El programa Gaztelagun, la ayuda al alquiler juvenil de 300 euros que perciben en Euskadi cerca de 9.500 jóvenes, ha estado a punto de ser derogado por un tecnicismo derivado de la ley de subvenciones de 2023. La Oficina de Control Económico, dependiente del Departamento de Hacienda del Gobierno Vasco, llegó a considerar las prestaciones como “derogadas” a partir del 1 de enero de 2026, al entender que no se habían adaptado a los requisitos de la nueva normativa.
Qué puso en peligro la ayuda al alquiler juvenil
El origen del conflicto está en una disposición final de la ley autonómica de subvenciones aprobada a finales de 2023, durante el último mandato del lehendakari Iñigo Urkullu. Esa cláusula obligaba a adaptar las bases reguladoras de todas las ayudas consideradas “indefinidas” en el plazo de un año, prorrogado luego hasta el cierre de 2025. La consecuencia de no hacerlo era clara: la ayuda en cuestión se entendía automáticamente derogada.
Según la información publicada por elDiario.es, el área de Vivienda, que dirige el socialista Denis Itxaso, sostuvo en un primer análisis que Gaztelagun no necesitaba esa adaptación, pese a que el programa nació en 2018 como proyecto piloto y luego se consolidó. Sin embargo, la Oficina de Control Económico no compartió esa lectura. En el expediente de la nueva regulación, el propio Itxaso admite que el órgano fiscalizador “consideró que al no realizarse dicha adaptación debía entenderse la norma como derogada a partir del 1 de enero de 2026”.

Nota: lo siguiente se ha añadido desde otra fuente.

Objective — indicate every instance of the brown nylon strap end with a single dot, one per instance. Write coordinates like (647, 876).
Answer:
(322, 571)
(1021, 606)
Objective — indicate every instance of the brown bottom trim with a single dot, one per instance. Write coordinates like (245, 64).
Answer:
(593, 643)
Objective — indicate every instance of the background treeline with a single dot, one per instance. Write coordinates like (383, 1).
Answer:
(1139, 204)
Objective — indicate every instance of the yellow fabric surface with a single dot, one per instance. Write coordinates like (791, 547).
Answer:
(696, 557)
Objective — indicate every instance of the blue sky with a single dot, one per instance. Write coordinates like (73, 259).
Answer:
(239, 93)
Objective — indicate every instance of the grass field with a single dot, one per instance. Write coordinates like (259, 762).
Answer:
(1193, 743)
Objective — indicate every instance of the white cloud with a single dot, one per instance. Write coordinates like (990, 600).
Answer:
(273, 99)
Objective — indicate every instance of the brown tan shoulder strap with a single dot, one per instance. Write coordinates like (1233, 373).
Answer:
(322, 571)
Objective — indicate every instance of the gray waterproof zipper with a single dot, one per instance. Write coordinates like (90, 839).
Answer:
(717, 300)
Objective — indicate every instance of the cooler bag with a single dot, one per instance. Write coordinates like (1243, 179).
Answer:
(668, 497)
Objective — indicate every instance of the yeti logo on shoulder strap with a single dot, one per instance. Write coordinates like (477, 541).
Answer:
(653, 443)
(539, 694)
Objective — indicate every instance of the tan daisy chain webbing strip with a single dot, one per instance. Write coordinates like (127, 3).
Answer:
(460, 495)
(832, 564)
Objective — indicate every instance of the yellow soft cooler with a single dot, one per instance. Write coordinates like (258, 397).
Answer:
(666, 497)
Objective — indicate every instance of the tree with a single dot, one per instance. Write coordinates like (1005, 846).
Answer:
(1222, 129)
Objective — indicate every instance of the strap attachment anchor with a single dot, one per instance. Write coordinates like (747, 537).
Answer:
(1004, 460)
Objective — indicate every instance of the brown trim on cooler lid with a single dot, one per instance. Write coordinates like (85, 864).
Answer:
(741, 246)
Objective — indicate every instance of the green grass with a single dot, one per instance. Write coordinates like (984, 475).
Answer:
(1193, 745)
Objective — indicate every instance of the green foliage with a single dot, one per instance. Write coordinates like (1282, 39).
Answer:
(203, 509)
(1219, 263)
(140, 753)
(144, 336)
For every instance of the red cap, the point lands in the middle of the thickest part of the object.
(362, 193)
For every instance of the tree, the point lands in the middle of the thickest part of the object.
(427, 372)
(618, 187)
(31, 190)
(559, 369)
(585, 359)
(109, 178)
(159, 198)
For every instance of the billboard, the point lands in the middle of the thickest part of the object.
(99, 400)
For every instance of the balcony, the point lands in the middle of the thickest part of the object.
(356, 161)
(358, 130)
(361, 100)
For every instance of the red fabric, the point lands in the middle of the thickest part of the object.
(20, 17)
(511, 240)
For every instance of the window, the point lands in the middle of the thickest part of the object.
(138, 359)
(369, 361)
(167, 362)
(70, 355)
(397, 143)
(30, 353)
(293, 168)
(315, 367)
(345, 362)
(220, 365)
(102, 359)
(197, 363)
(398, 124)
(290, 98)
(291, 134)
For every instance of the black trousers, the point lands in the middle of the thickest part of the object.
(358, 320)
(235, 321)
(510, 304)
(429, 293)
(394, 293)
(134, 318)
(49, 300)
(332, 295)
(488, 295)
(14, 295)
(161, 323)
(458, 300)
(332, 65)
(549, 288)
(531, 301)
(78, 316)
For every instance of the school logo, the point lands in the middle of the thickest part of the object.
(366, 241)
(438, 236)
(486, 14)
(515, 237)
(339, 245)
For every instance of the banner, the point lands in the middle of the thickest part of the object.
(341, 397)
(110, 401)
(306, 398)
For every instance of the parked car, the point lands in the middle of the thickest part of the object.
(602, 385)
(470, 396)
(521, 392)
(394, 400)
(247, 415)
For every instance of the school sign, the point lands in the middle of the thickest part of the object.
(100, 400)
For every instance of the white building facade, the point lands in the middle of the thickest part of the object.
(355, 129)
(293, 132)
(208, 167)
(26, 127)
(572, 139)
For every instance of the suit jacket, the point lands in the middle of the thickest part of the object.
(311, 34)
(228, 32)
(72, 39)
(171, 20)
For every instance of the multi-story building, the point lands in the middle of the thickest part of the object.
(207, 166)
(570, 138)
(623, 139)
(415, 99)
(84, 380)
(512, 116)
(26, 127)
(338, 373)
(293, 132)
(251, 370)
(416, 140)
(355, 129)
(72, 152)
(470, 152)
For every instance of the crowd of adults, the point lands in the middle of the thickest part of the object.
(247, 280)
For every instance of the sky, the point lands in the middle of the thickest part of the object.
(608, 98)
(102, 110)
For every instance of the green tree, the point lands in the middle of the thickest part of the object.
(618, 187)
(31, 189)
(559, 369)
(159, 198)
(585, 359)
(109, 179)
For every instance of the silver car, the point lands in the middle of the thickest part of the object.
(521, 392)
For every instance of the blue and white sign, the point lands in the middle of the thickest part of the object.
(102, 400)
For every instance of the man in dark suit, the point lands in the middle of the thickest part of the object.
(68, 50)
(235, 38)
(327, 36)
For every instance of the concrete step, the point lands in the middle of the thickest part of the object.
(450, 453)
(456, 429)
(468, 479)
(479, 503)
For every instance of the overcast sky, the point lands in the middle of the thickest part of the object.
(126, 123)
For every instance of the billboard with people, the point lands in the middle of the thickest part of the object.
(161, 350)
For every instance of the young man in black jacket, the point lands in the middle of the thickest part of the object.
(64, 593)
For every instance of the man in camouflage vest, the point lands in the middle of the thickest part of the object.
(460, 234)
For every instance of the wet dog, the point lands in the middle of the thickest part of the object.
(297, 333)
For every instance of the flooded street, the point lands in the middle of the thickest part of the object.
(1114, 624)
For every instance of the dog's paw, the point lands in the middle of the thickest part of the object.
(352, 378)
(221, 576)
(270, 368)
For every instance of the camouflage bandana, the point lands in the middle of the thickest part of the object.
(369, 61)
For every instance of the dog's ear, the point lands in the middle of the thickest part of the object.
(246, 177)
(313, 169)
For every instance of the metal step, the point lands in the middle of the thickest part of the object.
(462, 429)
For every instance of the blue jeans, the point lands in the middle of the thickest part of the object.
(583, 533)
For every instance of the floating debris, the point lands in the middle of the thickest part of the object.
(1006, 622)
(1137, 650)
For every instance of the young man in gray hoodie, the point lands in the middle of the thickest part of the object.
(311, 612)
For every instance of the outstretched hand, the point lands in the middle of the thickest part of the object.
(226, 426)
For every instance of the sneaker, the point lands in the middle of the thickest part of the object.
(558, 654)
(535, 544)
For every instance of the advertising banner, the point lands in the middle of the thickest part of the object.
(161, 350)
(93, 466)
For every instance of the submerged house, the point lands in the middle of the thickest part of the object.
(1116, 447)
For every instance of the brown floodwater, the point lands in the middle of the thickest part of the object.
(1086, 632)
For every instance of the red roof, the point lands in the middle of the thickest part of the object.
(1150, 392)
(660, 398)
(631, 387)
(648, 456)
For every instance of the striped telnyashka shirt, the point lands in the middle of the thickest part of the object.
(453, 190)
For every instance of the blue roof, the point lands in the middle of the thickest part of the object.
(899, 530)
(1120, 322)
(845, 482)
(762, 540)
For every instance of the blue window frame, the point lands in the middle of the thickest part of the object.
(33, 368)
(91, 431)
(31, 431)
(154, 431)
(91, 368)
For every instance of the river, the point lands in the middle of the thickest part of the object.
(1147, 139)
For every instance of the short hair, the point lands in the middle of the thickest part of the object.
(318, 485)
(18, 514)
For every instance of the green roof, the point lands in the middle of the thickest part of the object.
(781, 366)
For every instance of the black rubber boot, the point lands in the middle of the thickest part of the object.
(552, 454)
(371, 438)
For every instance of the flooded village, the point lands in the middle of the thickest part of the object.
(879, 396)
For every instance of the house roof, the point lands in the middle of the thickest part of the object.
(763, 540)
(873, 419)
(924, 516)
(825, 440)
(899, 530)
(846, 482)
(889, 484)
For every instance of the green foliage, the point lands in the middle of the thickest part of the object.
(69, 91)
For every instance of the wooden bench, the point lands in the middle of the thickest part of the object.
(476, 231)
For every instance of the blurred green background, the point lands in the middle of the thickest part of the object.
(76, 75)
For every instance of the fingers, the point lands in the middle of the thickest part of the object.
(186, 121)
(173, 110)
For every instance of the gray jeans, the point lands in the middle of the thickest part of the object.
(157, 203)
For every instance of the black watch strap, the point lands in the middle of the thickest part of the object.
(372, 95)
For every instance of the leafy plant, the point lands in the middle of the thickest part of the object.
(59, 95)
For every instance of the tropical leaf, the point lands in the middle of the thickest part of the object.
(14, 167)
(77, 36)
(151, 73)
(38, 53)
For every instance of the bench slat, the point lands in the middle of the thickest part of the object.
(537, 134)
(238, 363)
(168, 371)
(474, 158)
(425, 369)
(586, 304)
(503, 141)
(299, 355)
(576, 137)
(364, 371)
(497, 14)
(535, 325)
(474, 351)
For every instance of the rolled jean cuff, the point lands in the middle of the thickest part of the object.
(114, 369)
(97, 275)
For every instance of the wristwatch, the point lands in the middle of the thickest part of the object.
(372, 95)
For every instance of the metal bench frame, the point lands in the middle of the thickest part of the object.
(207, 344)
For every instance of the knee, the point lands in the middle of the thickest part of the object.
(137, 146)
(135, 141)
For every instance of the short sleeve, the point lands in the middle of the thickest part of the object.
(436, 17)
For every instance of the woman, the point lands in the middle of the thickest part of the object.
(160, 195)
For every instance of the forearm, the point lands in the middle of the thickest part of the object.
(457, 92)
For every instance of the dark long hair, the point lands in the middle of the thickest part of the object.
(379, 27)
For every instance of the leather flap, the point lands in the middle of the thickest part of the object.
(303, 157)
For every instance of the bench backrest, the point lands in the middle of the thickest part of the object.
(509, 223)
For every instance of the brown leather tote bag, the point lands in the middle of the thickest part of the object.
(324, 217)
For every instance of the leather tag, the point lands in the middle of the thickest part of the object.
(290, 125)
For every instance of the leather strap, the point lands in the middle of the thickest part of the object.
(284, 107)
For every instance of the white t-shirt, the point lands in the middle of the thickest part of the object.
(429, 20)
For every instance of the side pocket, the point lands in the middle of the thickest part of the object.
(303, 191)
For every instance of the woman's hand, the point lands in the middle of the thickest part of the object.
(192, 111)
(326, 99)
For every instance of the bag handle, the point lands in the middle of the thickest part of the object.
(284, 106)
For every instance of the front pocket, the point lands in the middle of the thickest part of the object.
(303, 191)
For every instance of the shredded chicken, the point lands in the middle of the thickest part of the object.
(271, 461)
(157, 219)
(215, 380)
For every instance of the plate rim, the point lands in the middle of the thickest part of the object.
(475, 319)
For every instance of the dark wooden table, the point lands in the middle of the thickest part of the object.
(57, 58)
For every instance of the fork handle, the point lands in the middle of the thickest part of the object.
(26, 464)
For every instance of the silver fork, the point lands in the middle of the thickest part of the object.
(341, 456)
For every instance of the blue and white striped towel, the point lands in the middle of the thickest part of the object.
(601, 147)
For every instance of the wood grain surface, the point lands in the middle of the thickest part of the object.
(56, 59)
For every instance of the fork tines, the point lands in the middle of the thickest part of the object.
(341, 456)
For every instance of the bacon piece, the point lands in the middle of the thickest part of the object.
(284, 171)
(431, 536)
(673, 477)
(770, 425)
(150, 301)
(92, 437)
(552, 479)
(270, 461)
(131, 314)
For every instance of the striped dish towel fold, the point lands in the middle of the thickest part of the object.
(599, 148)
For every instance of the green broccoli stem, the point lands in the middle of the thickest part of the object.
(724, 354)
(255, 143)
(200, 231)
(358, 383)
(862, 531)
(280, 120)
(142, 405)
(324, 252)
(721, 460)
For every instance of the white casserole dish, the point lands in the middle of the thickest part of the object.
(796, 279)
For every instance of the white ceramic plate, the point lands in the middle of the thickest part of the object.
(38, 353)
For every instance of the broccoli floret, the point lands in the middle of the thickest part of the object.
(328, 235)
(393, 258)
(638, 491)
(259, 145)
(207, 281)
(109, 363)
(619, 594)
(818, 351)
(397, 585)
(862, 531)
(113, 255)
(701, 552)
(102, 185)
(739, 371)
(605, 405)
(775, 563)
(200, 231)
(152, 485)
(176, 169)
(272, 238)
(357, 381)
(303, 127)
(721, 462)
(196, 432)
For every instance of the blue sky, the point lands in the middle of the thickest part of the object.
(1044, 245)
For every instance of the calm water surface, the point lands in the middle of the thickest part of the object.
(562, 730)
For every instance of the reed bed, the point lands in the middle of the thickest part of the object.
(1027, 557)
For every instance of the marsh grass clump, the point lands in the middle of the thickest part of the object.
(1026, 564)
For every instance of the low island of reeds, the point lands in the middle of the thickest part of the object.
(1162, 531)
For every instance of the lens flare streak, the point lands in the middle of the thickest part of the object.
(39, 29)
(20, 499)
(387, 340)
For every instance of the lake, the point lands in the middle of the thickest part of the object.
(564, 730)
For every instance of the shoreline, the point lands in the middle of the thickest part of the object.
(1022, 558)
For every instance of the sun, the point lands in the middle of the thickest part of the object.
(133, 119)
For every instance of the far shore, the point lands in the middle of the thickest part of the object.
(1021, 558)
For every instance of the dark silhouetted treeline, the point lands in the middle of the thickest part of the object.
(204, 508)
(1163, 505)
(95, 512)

La respuesta del Departamento de Vivienda para salvar Gaztelagun
Para evitar la interrupción de los pagos en el presente ejercicio, el Gobierno Vasco aprobó en junio de 2026 una orden de urgencia que permite mantener las ayudas durante todo este año. La medida, limitada temporalmente, se tomó “en el momento en que tuvimos conocimiento de la problemática”, según fuentes del Departamento de Vivienda citadas por la misma información.
De forma paralela, el Ejecutivo vasco ha iniciado la tramitación de una nueva disposición de carácter general que convertirá Gaztelagun en una ayuda estructural e indefinida a partir de 2027. El borrador, cuya tramitación arrancó el pasado jueves antes del festivo de San Ignacio, contempla una inversión prevista de 33 millones de euros para el año próximo (frente a los 28 millones de 2026) y mantiene la cuantía mensual congelada en 300 euros, sin subidas adicionales.
Gaztelagun estuvo a punto de desaparecer por un tecnicismo en la adaptación de la ley de subvenciones de 2023, lo que obligó al Gobierno Vasco a actuar de urgencia para garantizar los 300 euros mensuales en 2026 y a diseñar un marco normativo permanente.
Gaztelagun: evolución y condiciones en un mercado tensionado
El programa de ayuda al alquiler juvenil ha ido ganando peso desde su lanzamiento en 2018. Inicialmente dotado con 250 euros mensuales, la cuantía subió a 275 en 2022 y a 300 euros en 2023, donde permanece. Con la nueva regulación se confirman los cambios introducidos en primavera: en zonas tensionadas se puede acceder a la ayuda para pisos cuyo precio alcance hasta el 95% del coste medio real, lo que busca corregir las exclusiones de alquileres que, por superar los 900 euros, eran considerados suntuarios y quedaban fuera de la prestación.
Los beneficiarios han de tener entre 18 y 35 años (ampliable hasta los 40 en caso de discapacidad igual o superior al 33%), unos ingresos mínimos de 3.000 euros y máximos que van desde los 30.000 euros para solicitantes individuales hasta los 39.184 en familias numerosas. También se fija un límite patrimonial de 75.000 euros. Con esta arquitectura, la ayuda pretende elevar la tasa de emancipación juvenil en un contexto de emergencia habitacional que mantiene el precio del alquiler en cotas elevadas en las capitales vascas.
La coyuntura tiene un alcance que trasciende Euskadi. La legislación estatal sobre subvenciones y su aplicación a programas autonómicos consolidados pueden generar desajustes similares en otras comunidades con ayudas al alquiler de larga duración, lo que convierte el caso Gaztelagun en un aviso para los gestores públicos de toda España.